In a statement given to the BBC, the organisation said it was “devastated” at news of Hammond’s passing.
“As one of the founders of Talawa, a trailblazer and champion of Black British theatre, Mona’s passion and vision will remain fundamental to all we do, and her legacy will forever burn bright,” it read.
Before gracing Albert Square, Hammond portrayed Auntie Susu in the Channel 4 sitcom Desmond’s in the early 1990s, and its subsequent spin-off, Porkpie.
Following the news of her death, fellow former EastEnders actress Michelle Gayle led the tributes, calling Hammond “a trailblazer” and “a queen”.
Another former EastEnders star Cheryl Fergison described her as an “inspiration” on Twitter.
Former Coronation Street star Ray Fearon wrote: “RIP Jamaican Queen. Gone but never forgotten.”
Loose Women presenter Charlene White also paid her respects online.
Mona Hammond, a trailblazer in every way. Thank-you ❤️xx pic.twitter.com/wgc16gW35Y— Charlene White (@CharleneWhite)
Hammond was best known to viewers as the leader of the Jackson family in the mid 1990s.
The character came to east London from Tobago as a young child. Her first marriage to Nathan ended after he left her, and she spent much of her later life living with common-law husband, Bill, until his death 1993.
After leaving the soap in 1997, Hammond’s Blossom returned with her on-screen grandson Alan Jackson for several episodes in 2010, in connection with the funeral of her great-grandson Billie.
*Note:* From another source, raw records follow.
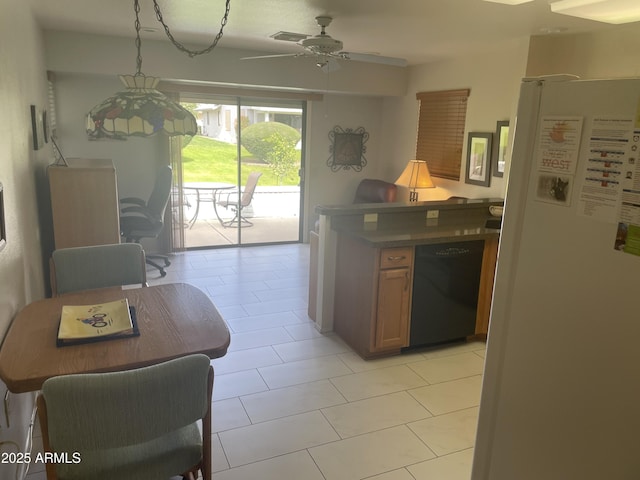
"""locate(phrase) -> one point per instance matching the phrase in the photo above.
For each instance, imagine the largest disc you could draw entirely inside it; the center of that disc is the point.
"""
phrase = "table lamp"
(415, 175)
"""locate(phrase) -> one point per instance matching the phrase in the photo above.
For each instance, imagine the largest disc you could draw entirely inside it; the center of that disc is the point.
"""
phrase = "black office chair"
(140, 219)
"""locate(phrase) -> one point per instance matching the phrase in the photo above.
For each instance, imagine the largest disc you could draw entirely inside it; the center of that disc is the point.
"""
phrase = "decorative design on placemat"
(347, 148)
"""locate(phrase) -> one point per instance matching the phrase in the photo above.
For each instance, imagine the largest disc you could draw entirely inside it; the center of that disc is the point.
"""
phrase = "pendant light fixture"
(141, 110)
Her first appearance in the show though came in a more minor role, as Michelle Fowler’s midwife in 1986.
Born in Jamaica in 1931, Hammond moved to the UK in her late 20s on a scholarship, working for an architecture firm.
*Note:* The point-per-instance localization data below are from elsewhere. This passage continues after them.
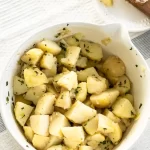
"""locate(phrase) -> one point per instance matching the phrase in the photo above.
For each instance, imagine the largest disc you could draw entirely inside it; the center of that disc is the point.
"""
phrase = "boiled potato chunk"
(22, 112)
(123, 108)
(130, 98)
(45, 105)
(28, 132)
(111, 116)
(96, 85)
(64, 100)
(71, 144)
(82, 62)
(34, 77)
(123, 85)
(94, 140)
(32, 56)
(91, 50)
(114, 66)
(68, 80)
(19, 85)
(20, 98)
(49, 46)
(72, 55)
(47, 61)
(84, 74)
(105, 99)
(51, 89)
(40, 124)
(54, 140)
(40, 142)
(105, 125)
(91, 126)
(115, 136)
(34, 93)
(57, 121)
(74, 133)
(78, 108)
(85, 147)
(106, 145)
(107, 2)
(81, 91)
After attending acting evening classes for two years she was awarded a Rada scholarship, later cutting her teeth in theatre productions such as Josephine House and Macbeth.
She subsequently spent two years at the Royal National Theatre, where her credits included The Crucible, Fuente Ovejuna and Peer Gynt.
Moving into television, Hammond appeared in shows like The Sweeney, Juliet Bravo, and had a cameo in Coronation Street, before making her way to Albert Square via Desmond’s – which become Channel 4’s longest running sitcom.
The Peckham-based show featured a predominantly black British Guyanese cast.
Hammond also played Mabel Thompson in The Archers on Radio 4.
Her later acting credits included TV shows like Holby City, Doctors and Death in Paradise, as well as the 2008 Roland Emmerich-directed movie 10,000 BC.
She was made an OBE in the 2005 for her services to drama in the UK, and the following year she was presented with the Screen Nation Film and Television Awards’ highest UK honour – the Edric Connor Inspiration Award.
In 2018, Hammond was awarded the Women of the World lifetime achievement award for her theatre career and championing of black British actors; and a year later she received an honorary Rada Fellowship.